In Where Is My Friend’s House? (1987), this entails running up and down a zigzagging hillside path; in the documentary Homework (1990) and the fiction film And Life Goes On… (1992) it consists partly of asking several people the same questions. In Through the Olive Trees (1994) it involves two amateur actors in a film comically blowing take after take.

Taste of Cherry (1997) follows a middle-aged man in a car repeatedly asking strangers to bury him if he succeeds in killing himself; The Wind Will Carry Us (1999) shows a brash media person in a remote Kurdish village repeatedly driving up a hill to receive calls on his mobile phone.

This form of patterning is often a way of posing questions, and I would argue that Kiarostami belongs to that tribe of film-makers for whom a shot is often closer to being a question than to providing an answer.

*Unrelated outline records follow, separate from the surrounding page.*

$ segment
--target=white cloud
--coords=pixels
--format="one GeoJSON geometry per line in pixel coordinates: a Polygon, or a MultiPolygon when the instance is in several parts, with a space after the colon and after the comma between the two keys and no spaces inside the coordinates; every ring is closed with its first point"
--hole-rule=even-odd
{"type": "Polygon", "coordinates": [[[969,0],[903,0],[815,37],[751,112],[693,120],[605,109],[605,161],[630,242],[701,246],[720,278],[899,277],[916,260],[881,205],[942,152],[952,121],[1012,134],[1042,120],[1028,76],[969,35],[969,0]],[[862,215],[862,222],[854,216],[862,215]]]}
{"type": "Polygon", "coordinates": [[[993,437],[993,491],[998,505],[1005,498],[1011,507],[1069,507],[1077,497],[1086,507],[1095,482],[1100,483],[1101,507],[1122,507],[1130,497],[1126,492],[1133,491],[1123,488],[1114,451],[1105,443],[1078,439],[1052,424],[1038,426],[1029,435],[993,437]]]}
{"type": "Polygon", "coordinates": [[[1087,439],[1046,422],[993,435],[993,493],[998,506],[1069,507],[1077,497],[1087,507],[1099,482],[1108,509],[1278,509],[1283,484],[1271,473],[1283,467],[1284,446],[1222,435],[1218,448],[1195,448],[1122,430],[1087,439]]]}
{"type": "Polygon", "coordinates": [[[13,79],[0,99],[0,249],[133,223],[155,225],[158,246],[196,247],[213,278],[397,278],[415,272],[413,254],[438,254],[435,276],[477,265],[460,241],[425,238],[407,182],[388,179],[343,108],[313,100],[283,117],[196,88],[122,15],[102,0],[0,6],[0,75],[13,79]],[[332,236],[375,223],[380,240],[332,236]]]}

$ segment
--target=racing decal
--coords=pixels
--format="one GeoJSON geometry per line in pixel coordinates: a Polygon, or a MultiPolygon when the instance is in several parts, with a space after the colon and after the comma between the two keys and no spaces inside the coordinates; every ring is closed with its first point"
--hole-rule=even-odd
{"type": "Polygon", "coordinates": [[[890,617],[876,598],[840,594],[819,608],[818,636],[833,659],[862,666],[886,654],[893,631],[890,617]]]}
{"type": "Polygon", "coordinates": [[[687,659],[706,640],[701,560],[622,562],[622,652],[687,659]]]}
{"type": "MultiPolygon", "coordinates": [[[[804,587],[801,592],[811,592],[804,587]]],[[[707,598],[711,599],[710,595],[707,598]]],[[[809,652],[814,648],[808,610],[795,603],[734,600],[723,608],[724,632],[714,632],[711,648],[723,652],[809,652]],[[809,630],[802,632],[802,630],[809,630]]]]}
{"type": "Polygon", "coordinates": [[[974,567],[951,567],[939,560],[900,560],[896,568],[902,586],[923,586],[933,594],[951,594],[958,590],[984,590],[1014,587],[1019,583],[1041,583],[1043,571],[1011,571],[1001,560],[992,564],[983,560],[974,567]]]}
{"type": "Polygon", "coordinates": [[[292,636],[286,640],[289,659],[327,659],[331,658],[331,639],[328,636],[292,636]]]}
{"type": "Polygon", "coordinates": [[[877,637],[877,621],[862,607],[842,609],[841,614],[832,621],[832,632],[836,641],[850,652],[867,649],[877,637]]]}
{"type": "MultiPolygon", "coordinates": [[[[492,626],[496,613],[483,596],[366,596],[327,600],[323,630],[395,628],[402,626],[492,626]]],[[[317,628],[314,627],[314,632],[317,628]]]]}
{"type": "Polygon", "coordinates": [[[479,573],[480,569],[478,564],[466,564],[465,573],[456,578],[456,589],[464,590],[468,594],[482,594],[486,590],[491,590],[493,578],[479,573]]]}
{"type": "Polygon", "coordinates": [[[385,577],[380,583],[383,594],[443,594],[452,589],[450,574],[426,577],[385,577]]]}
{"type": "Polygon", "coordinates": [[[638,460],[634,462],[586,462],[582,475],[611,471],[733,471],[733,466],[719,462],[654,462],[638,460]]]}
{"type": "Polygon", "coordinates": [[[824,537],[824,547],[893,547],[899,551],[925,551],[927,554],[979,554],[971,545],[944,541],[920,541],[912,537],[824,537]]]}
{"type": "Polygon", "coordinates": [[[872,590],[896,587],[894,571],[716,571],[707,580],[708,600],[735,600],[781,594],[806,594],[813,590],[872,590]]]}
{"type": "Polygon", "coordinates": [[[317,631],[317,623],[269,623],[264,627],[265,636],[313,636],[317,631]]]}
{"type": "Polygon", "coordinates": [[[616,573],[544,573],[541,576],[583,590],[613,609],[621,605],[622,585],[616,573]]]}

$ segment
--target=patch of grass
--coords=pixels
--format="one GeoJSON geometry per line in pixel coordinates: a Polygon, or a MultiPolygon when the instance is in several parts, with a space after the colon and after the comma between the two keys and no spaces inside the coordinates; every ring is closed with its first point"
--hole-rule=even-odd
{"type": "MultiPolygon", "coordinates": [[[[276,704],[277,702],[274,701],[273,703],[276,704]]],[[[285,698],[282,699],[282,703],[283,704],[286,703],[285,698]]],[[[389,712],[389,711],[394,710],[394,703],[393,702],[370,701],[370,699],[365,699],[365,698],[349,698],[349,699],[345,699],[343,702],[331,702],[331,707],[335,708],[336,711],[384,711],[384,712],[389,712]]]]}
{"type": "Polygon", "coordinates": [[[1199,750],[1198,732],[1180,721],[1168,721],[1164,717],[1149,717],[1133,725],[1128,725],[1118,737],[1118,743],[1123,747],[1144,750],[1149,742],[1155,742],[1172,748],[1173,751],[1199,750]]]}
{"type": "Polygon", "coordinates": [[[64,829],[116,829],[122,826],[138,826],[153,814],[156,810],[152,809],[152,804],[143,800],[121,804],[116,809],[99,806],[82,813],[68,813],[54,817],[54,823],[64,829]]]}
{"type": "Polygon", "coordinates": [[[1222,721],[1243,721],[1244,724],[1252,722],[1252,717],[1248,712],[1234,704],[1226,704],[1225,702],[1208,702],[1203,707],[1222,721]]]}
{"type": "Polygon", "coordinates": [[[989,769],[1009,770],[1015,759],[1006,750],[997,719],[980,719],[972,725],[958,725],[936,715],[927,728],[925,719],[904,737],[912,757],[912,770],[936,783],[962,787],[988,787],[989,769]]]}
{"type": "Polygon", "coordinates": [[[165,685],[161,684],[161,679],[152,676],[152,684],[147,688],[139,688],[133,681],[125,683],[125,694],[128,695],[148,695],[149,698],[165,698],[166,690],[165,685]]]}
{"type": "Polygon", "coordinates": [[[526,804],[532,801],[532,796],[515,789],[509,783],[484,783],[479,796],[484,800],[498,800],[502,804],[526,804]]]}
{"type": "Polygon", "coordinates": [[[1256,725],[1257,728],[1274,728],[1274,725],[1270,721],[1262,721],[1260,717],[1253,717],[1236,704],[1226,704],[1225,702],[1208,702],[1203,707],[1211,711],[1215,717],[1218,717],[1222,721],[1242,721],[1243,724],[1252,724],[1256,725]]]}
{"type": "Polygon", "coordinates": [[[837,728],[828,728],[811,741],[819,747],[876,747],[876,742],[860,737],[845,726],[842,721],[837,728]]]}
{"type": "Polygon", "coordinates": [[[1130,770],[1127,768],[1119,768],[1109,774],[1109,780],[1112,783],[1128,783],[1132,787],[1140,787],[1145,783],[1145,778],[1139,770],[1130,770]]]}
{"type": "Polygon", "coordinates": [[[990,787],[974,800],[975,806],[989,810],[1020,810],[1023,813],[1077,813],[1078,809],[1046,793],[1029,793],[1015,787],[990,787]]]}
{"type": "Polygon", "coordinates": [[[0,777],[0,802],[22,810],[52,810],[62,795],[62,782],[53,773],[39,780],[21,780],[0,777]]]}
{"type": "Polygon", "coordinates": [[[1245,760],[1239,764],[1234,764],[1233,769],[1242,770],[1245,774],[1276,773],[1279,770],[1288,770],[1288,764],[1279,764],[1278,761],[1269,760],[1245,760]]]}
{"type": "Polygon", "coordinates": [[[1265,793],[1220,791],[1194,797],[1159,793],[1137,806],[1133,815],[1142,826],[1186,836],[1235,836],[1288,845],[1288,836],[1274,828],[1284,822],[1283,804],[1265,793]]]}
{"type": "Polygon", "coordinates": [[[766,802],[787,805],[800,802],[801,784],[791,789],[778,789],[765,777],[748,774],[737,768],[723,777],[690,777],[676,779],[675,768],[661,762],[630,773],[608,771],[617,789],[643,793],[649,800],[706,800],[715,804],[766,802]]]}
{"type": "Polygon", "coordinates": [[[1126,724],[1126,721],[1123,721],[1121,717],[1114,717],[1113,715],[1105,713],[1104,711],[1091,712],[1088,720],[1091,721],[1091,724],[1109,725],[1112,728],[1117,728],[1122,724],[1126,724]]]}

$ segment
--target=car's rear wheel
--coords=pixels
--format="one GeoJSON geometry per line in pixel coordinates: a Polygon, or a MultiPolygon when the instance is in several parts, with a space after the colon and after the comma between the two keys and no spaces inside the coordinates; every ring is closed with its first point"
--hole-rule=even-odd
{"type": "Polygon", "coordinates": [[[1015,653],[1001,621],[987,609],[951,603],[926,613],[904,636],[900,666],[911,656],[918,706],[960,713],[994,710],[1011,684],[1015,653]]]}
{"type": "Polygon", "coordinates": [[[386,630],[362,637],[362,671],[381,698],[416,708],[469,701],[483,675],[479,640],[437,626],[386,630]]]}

The tribe includes John Cassavetes, Chris Marker, Otto Preminger, Jacques Rivette, Andrei Tarkovsky and Jacques Tati (in his last three features). All these film-makers confound many spectators by not providing the sort of narrative assurances they expect from cinema, and most of them have a particular predilection for what might be termed philosophical long shots and all the questions these imply.

The Colours recalls the abstract montages of Hollis Frampton’s Zorn’s Lemma in terms of its colour coding, but it also indulges violent fantasies involving cars, guns, little boys and paint. The Chorus, by contrast, explores sound and its absence in narrative terms, through the story of an old man who escapes urban noise and his granddaughter by turning off his hearing aid.

The most remarkable of the shorts, Orderly or Disorderly, shows boys leaving a classroom, heading for a water fountain and getting on a bus, then offers a cosmic overview of adults driving through a busy section of Tehran. Each action is shown twice, with the boys or adults behaving in an orderly or disorderly fashion, though the degree to which this is being staged or documented is teasingly imprecise — a kind of ambiguity that continues in Kiarostami’s work all the way up to Ten.

The difference is that whereas in the 1982 short Kiarostami was playfully foregrounding his work as a director, including his own instructions and comments to his crew in every take, in Ten, two decades later, he’s avowedly trying to make a film without any direction at all, comparing his own function to that of a football coach, and ringing a bell between sequences as if they were separate innings. In this new film, one might alternatively say he’s proceeding more like a journalist than like a teacher. But as Close-up demonstrated, few modern directors handle journalism so artfully and so ambiguously.

...


全文链接:

https://jonathanrosenbaum.net/2018/04/before-he-was-famous-kiarostamis-early-shorts/

阿巴斯影展前的讲座上,btr说到阿巴斯的简单平实具有欺骗性,观众可以从不同的层面去喜欢他,越看越喜欢,越看越理解彼此之间的关联。阿巴斯的重复也蕴含着丰富,他利用重复创造了一种句法。个人对阿巴斯式重复的理解像是音乐里的模进。btr以《生生长流》为例,导演将车窗摇下来问路,有时候得到的回答是关于人生方向,有时是阶级差异,有时是确实需要高德地图。

个人来说,观影无止境,顶礼膜拜的大师不多也不少,想要借彼之慧眼来看世界的大师屈指可数,除了安德烈·塔可夫斯基,阿彼察邦,就是阿巴斯。话说怎么这么巧都是A字辈的?!

戈达尔对阿巴斯的评价近乎震天动地:电影始于格里菲斯,终于阿巴斯。对于这句评价,阿巴斯曾回应说:戈达尔现在已经不这么想了,电影不会在我这里终结,但我会让电影稍稍改变一点方向。而戈达尔又颇为婉约而机智地回应说自己不是不再喜欢,而是最近几年没再看阿巴斯的作品…

电影止于阿巴斯,是至高的赞许,细想也令人难过。